After an aggressive expansion of its prime services network in the region, Barclays is transforming from its beginnings in synthetic prime brokerage to a full-service offering.
Barclays prime services to build on synthetic beginnings

Barclays Capital, which has been building its prime services division globally over the past two years, aims to branch out from synthetic prime brokerage to a full-scale offering to hedge funds and other asset managers, says Ryan Bacher, the bank’s head of prime services for Asia-Pacific.

After establishing an equities trading presence in Hong Kong, Japan, Taiwan, South Korea and India in the past two years, Barclays has been extending its global hedge fund client base from a focus on multi-strategy to the credit, equity long/short, event-driven, relative value and commodities trading adviser categories.

“We are realistic that, at the very least, winning a large mind-share of the synthetic wallet is a very important strategy for us,” says Bacher.

He adds: “We have a full offering [and] are not biased towards any specific strategy and, in fact, most of our clients take a multi-strategy approach.

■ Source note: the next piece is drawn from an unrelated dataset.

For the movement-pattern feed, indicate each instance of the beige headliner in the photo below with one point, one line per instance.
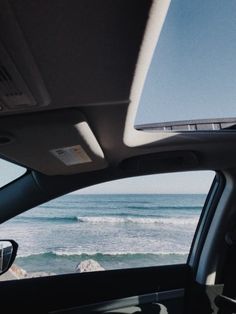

Over time, if we achieve our ambitions, Barclays will be recognised as a full service prime brokerage provider, encompassing synthetics, securities lending, listed futures and options and fixed income financing.”

It builds on the bank’s longer-term target of being a major provider of financing and clearing for equities, fixed income repo, futures, foreign exchange and OTC derivatives.

While the prime services units of many other investment banks are largely geared towards hedge fund clients, Barclays is taking a wider remit in that it will additionally target real money managers, institutional clients, sovereign wealth funds and state entities, says Bacher.

Barclays’ prime services division has 524 staff worldwide. In the region, its prime brokerage initially focused on servicing global asset manager clients with trading activity in Asia, later expanding to serving locally based managers.

According to an AsiaHedge prime brokerage survey in April 2011, Barclays had nearly doubled its market share by AUM in the region to $2.6 billion from $1.4 billion the previous year.

Bacher foresees a continued diversification in hedge fund strategies in Asia, with “a skew towards credit and macro, at the expense of equity long/short”.

He adds: “You’re also having record credit issuances in the last six weeks. It’s a very interesting dynamic and there’s going to be a lot of opportunity in the landscape to step in where capital is leaving quality assets behind.”